Name Strings

cl_intel_required_subgroup_size

Contact

Ben Ashbaugh, Intel (ben 'dot' ashbaugh 'at' intel 'dot' com)

Contributors

Ben Ashbaugh, Intel

Notice

Copyright (c) 2018-2023 Intel Corporation. All rights reserved.

Status

Final Draft

Version

Built On: 2023-06-12
Revision: 3

Dependencies

Support for OpenCL 2.1, cl_khr_subgroups, or cl_intel_subgroups is required. This extension is written against revision 23 of the OpenCL 2.1 API specification, against revision 30 of the OpenCL 2.0 OpenCL C specification, against version 31 of the OpenCL 2.0 Extensions specification, and against version 3 of the cl_intel_subgroups specification.

Overview

The goal of this extension is to allow programmers to optionally specify the required sub-group size for a kernel function. This information is important for the correctness of many sub-group algorithms, and in some cases may be used by the compiler to generate more optimal code.

New API Functions

None.

New API Enums

Accepted as the param_name parameter of clGetDeviceInfo:

CL_DEVICE_SUB_GROUP_SIZES_INTEL                 0x4108

Accepted as the param_name parameter of clGetKernelWorkGroupInfo:

CL_KERNEL_SPILL_MEM_SIZE_INTEL                  0x4109

Accepted as the param_name parameter of clGetKernelSubGroupInfo and/or clGetKernelSubGroupInfoKHR:

CL_KERNEL_COMPILE_SUB_GROUP_SIZE_INTEL          0x410A

New OpenCL C Optional Attribute Qualifiers

Optional __kernel qualifier:

__attribute__((intel_reqd_sub_group_size(<int>)))

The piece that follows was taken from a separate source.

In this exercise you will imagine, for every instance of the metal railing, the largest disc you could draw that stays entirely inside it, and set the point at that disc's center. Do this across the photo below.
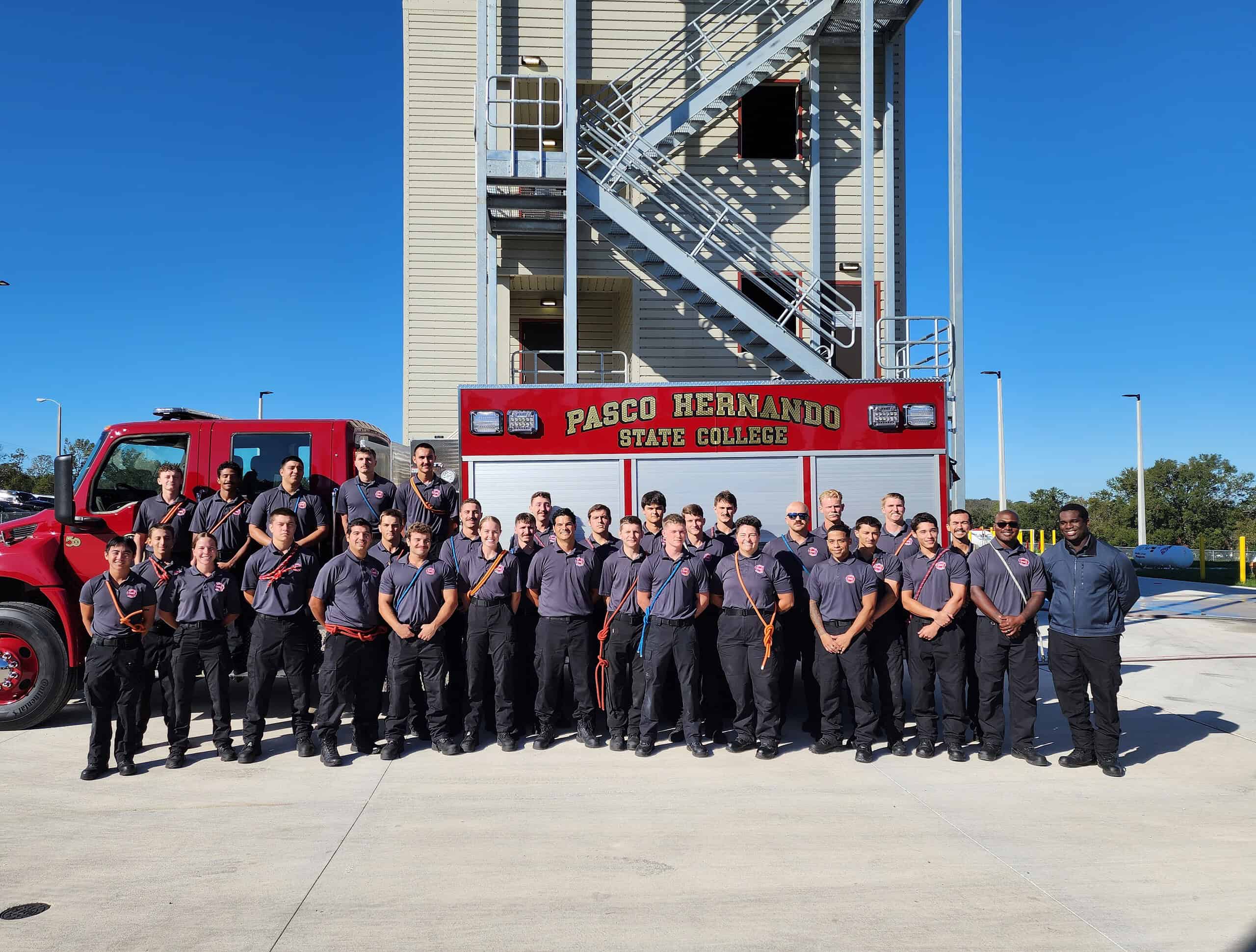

Modifications to the OpenCL API Specification

Additions to Table 4.3 - "OpenCL Device Queries"

cl_device_info Return Type Description

CL_​DEVICE_​SUB_​GROUP_​SIZES_​INTEL

size_t[]

Returns the set of sub-group sizes supported by the device.

Additions to Table 5.21 - "clGetKernelWorkGroupInfo parameter queries":

cl_kernel_work_group_info Return Type Info. returned in param_value

CL_​KERNEL_​SPILL_​MEM_​SIZE_​INTEL

cl_ulong

Returns the amount of spill memory used by a kernel. The meaning of this value will vary from implementation-to-implementation, however a return value of 0 will always indicate that compiler was able to compile the kernel to fit into the device’s register file without spilling registers to memory.

Additions to "clGetKernelSubGroupInfo parameter queries":

This is Table 5.22 - "clGetKernelSubGroupInfo parameter queries" in the OpenCL 2.1 API spec, in Section 9.17.2.1 for clGetKernelSubGroupInfoKHR in the OpenCL 2.0 Extensions spec, and in the section describing the changes to Section 5.9.3 for clGetKernelSubGroupInfoKHR in the cl_intel_subgroups spec:

cl_kernel_sub_group_info Input Type Return Type Info. returned in param_value

CL_​KERNEL_​COMPILE_​SUB_​GROUP_​SIZE_​INTEL

ignored

size_t

Returns the sub-group size specified by the __attribute__((intel_reqd_sub_group_size(<int>))) qualifier. Refer to section 6.7.2.

If the sub-group size is not specified using the above attribute qualifier then 0 is returned.

Modifications to the OpenCL C Specification

Additions to Section 6.7.2 - "Optional Attribute Qualifiers"

The optional __attribute__((intel_reqd_sub_group_size(<int>))) can be used to indicate that the kernel must be compiled and executed with the specified sub-group size. When this attribute is present, get_max_sub_group_size() is guaranteed to return the specified integer value. This is important for the correctness of many sub-group algorithms, and in some cases may be used by the compiler to generate more optimal code.

Note that there is no guarantee for the value of get_sub_group_size() even when this attribute is present, particularly when the work-group size is not evenly divisible by the required sub-group size.

Note as well that some devices may support a limited number of sub-group sizes, and that some devices may not support all language constructs with all sub-group sizes. This means that some kernels may fail compilation with one required sub-group size and succeed with another required sub-group size, even if both sub-group sizes are supported by the device.

Finally, note that requiring one sub-group size (particularly, a larger sub-group size) may require more spill memory than another sub-group size, and may negatively impact application performance."

Issues

None.

Revision History

Rev Date Author Changes

1

2016-07-14

Ben Ashbaugh

First public revision.

2

2018-11-15

Ben Ashbaugh

Conversion to asciidoc.

3

2019-09-17

Ben Ashbaugh

Minor formatting fixes for asciidoctor.